Os 6, 1-6
Nosotros solemos, al hablar de Dios, aplicarle conceptos humanos; y es natural, no tenemos otra cosa para hablar de Él que nuestras experiencias, nuestras realidades, nuestras imágenes, nuestro vocabulario; pero ninguna palabra, ningún concepto, puede abarcar a Dios ni definirlo totalmente. Uno de los conceptos que aplicamos a Dios desde nuestra experiencia es el enojo, el castigo. Si habláramos de castigo de Dios como revancha, explosión de ira destructora, no contenida («la haces, la pagas»), estéril, estaríamos muy equivocados. Todo en Dios es amor, toda su acción es amorosa, toda, aun la que nos desconcierta por dolorosa.
Las tribus de Efraín y Judá lo reconocen, en la lectura profética que escuchamos: «Él nos curará, Él nos vendará, nos devolverá la vida».
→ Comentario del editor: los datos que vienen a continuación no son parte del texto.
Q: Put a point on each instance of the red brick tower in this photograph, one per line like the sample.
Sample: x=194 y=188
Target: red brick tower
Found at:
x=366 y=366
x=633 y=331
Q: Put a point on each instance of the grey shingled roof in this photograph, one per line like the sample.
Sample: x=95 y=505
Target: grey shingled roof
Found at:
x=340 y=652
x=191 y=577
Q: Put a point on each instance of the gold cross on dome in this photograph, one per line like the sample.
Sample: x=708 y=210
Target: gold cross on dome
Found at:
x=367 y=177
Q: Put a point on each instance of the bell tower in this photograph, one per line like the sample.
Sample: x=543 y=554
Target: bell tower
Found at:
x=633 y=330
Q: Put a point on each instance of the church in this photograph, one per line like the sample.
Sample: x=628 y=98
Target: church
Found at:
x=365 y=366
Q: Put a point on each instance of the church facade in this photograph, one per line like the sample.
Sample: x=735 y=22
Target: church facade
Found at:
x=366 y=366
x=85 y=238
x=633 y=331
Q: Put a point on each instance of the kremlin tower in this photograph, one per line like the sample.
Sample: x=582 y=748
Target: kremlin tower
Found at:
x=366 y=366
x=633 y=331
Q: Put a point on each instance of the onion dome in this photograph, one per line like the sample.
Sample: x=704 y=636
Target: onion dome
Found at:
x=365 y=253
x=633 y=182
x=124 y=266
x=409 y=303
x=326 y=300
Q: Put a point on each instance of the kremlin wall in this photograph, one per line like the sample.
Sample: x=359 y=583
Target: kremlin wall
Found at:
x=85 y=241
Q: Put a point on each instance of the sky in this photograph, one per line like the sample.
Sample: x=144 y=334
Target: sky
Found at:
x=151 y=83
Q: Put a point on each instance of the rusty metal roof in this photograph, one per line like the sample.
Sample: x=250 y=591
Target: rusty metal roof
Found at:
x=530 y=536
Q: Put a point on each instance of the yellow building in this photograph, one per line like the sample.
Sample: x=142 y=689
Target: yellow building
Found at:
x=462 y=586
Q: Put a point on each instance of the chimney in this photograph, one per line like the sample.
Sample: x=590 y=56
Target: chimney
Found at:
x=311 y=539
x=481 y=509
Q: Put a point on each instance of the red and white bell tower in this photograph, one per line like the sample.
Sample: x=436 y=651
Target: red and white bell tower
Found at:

Otra muy bella alusión pascual se nos hizo presente: «en dos días nos devolverá la vida y al tercero nos levantará». No olvidemos que el camino de conversión de la Cuaresma nos lleva a desembocar en las celebraciones pascuales, fiestas de vida nueva en Cristo Señor.
Lc 18, 9-14
Nos habremos fijado en los contrastes de los dos protagonistas de la parábola de hoy: un fariseo, es decir, un perteneciente a un grupo religioso muy fuerte, los «perusim» (los separados). Ellos se llamaban a sí mismos «haberim» (los compañeros); y otro con un gran letrero en la frente: «pecador», un publicano. Dos posturas, dos lugares, dos oraciones. Una casi exigencia: yo ayuno, yo pago… -de orgullo: no soy como los demás… -de falta de caridad: no soy como ese publicano. La otra, de humildad y reconocimiento, al mismo tiempo, del propio mal y de la piedad amorosa de Dios.
Y dos resultados: uno, justificado; el otro, hay que suponer que no, al contrario, su oración fue un insulto a Dios y a los demás.
¿Al cuál de estas dos actitudes y oraciones se asemeja la nuestra?